One of the biggest challenges will be to create superpositions of diamonds that can remain stable over distances of a meter. More than four years ago researchers at Stanford University managed to separate a superposition consisting of 10,000 atoms by about half a meter—the current record. “But we’re talking about doing it with diamonds that would have a billion or 10 billion atoms, and that is way more difficult,” Mazumdar says.

Many of the other technologies needed for the device—high vacuums, ultralow temperatures, precisely controlled magnetic fields—have all been achieved separately by various groups. But bringing them together will not be easy. “Just because you can juggle and ride a bike doesn’t mean you can do both at once,” Morley says.

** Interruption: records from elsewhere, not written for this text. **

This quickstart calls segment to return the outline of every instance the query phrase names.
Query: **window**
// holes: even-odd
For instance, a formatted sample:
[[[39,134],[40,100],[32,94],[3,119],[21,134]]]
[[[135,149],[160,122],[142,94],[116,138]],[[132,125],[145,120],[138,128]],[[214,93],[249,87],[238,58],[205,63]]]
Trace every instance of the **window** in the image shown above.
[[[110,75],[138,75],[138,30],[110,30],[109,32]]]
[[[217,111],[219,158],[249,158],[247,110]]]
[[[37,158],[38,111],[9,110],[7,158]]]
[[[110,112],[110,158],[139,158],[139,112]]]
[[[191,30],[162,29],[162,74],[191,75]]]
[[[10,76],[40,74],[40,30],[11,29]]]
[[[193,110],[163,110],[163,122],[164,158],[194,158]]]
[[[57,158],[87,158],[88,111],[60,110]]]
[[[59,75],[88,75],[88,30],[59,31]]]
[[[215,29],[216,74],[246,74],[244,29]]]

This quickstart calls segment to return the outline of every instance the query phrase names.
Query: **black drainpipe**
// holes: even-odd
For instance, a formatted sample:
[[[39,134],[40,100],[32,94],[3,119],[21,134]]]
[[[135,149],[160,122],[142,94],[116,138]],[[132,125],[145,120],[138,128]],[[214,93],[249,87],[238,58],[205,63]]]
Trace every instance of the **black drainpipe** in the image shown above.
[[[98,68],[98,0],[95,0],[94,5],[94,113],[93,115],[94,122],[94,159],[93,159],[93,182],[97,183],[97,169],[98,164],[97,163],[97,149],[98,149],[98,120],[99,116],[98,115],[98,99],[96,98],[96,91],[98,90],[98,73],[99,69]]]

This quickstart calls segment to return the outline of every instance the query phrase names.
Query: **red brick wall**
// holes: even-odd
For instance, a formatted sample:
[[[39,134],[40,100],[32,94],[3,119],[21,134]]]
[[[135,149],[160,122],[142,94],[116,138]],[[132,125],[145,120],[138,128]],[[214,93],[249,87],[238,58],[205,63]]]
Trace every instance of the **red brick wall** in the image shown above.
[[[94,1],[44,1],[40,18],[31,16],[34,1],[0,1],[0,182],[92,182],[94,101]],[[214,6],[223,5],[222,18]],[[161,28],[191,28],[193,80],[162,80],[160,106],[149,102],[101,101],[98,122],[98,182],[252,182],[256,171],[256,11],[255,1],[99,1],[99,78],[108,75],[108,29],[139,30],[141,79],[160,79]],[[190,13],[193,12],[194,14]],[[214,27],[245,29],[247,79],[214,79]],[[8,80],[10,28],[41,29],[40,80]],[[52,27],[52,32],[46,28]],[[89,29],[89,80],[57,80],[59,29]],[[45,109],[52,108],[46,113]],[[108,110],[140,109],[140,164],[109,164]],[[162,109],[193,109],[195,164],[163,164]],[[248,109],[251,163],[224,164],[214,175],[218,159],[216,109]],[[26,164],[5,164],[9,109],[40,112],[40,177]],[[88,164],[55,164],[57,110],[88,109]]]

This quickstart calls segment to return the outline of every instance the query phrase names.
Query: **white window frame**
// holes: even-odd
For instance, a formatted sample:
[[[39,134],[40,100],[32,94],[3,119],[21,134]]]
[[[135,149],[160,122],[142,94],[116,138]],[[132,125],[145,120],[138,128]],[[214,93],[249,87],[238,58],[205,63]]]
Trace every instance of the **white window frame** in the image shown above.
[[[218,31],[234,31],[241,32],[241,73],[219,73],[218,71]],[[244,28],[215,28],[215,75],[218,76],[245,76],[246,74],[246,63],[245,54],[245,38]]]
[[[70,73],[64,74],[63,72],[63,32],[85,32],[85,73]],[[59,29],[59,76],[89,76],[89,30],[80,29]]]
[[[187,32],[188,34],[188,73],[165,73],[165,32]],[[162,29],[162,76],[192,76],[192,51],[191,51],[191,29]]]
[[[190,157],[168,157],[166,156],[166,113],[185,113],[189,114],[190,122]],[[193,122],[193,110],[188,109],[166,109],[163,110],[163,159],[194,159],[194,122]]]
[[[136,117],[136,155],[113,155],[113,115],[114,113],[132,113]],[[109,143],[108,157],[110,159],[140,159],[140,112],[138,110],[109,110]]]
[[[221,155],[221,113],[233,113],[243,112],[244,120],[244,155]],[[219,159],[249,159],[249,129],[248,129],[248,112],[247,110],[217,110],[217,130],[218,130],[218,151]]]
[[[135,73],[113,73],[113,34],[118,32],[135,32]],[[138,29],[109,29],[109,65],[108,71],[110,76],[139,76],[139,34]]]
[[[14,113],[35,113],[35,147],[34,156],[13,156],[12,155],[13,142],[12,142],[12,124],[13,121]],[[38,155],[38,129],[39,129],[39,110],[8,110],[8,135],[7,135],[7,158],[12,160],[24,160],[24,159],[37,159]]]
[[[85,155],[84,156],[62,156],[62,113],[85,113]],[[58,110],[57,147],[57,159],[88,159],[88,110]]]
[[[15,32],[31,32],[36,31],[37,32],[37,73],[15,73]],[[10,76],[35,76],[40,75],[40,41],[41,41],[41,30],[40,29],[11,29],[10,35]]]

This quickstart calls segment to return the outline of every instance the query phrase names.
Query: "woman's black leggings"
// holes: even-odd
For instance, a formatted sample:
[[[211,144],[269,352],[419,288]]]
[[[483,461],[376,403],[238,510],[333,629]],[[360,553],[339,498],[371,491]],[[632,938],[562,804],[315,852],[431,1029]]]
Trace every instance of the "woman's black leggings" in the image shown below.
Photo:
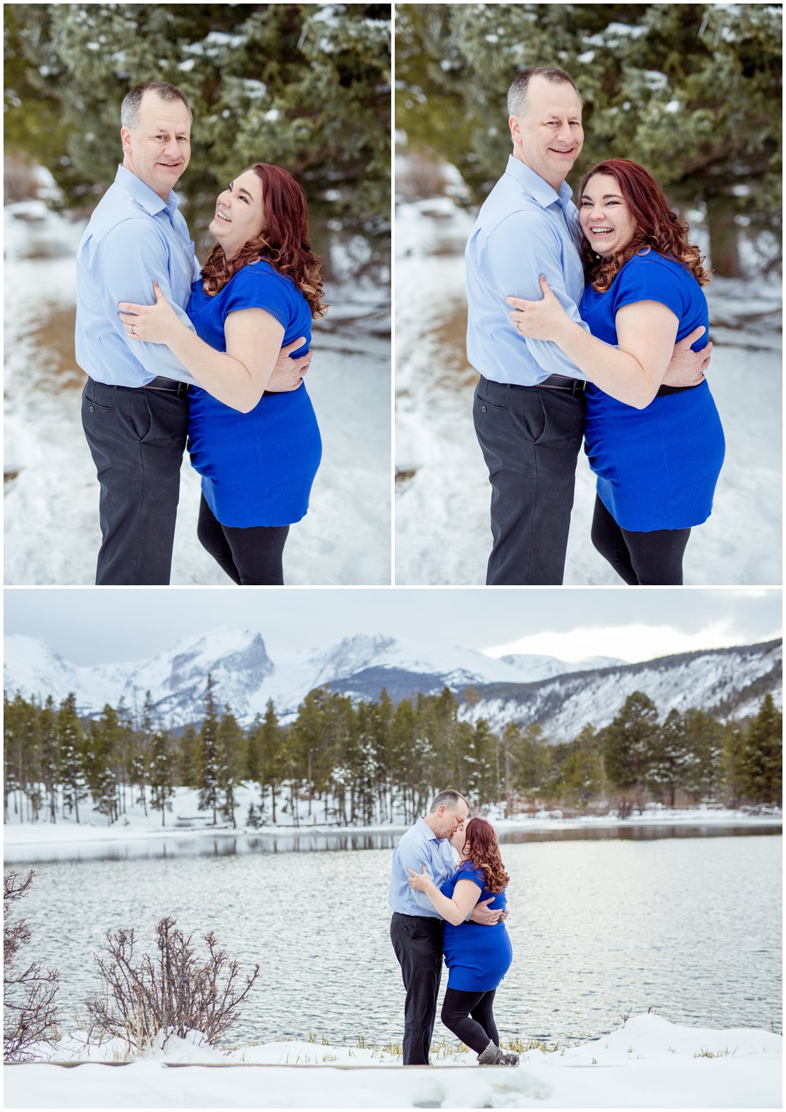
[[[593,544],[631,586],[675,586],[683,582],[683,555],[690,529],[631,533],[621,529],[595,496]]]
[[[494,995],[488,992],[461,992],[446,989],[442,1001],[442,1023],[476,1054],[482,1054],[489,1040],[499,1046],[497,1024],[494,1022]]]
[[[221,525],[202,495],[197,536],[202,547],[237,584],[281,586],[281,556],[288,533],[288,525],[255,525],[250,529]]]

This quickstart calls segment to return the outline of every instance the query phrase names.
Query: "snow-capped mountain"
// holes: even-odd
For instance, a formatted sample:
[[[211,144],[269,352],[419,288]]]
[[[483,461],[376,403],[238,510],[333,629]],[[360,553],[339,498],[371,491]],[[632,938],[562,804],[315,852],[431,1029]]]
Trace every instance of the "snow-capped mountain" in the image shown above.
[[[496,659],[474,649],[358,635],[273,661],[259,633],[223,628],[187,637],[149,661],[79,666],[43,642],[17,635],[6,638],[4,689],[39,701],[51,695],[56,703],[73,692],[88,716],[120,698],[138,711],[149,691],[162,721],[182,726],[201,718],[208,673],[217,704],[229,704],[246,724],[268,699],[283,721],[291,718],[308,692],[322,685],[370,699],[385,687],[395,702],[445,686],[460,697],[471,686],[462,716],[485,717],[495,729],[509,721],[539,722],[553,741],[563,741],[586,723],[607,724],[634,691],[649,695],[663,713],[688,706],[720,716],[754,713],[765,692],[780,699],[782,652],[778,641],[645,664],[609,657],[566,663],[535,655]]]

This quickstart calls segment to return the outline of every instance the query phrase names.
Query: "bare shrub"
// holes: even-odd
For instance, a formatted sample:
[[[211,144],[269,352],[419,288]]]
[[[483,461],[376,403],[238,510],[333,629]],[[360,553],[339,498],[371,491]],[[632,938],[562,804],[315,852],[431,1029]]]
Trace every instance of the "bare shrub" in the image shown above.
[[[6,155],[2,183],[6,205],[38,197],[39,181],[36,177],[36,166],[26,155]]]
[[[36,873],[27,876],[10,872],[3,877],[3,1059],[29,1062],[39,1043],[50,1043],[59,1035],[54,997],[60,987],[57,970],[39,962],[22,967],[19,951],[30,942],[30,929],[23,919],[10,922],[11,909],[30,891]]]
[[[445,197],[448,179],[438,155],[429,150],[415,150],[396,163],[396,193],[404,201],[419,201],[428,197]]]
[[[101,991],[86,1001],[91,1037],[117,1036],[135,1053],[188,1031],[201,1032],[212,1046],[220,1042],[237,1022],[259,965],[241,976],[239,963],[219,950],[212,931],[205,935],[208,959],[200,963],[192,937],[166,916],[156,927],[158,953],[142,954],[135,964],[135,931],[107,932],[108,956],[93,954]]]

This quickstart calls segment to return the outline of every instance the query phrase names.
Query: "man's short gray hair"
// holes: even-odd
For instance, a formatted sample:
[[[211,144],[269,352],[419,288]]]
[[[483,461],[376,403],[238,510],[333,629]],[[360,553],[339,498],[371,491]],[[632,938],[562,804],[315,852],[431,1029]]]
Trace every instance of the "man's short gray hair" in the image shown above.
[[[508,89],[508,116],[524,116],[527,110],[527,88],[534,77],[543,77],[553,85],[569,85],[579,105],[583,105],[581,93],[578,91],[576,82],[565,70],[554,69],[551,66],[535,66],[533,69],[521,70],[514,78],[514,82]]]
[[[428,813],[429,815],[436,814],[442,805],[445,805],[448,811],[456,811],[459,803],[467,803],[461,793],[455,791],[452,787],[446,787],[444,792],[439,792],[438,795],[435,795]],[[467,810],[469,810],[468,803]]]
[[[120,106],[120,127],[135,131],[139,127],[139,106],[146,92],[153,92],[161,100],[181,100],[188,109],[188,118],[193,123],[193,112],[191,106],[186,100],[186,95],[176,85],[168,85],[167,81],[142,81],[135,85],[130,92],[122,98]]]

If the device is ever built, it could transform gravitational-wave astronomy. The world’s current gravitational-wave detectors are all firmly anchored to the ground. “The only orientation LIGO can have is due to Earth’s rotation,” Bose says. A small detector such as MIMAC, on the other hand, could be pointed at any direction in the sky. And any physics lab in the world could house it. “The challenge is to get one of them working,” Bose says. “If one of them works, it would be very easy to make several more.”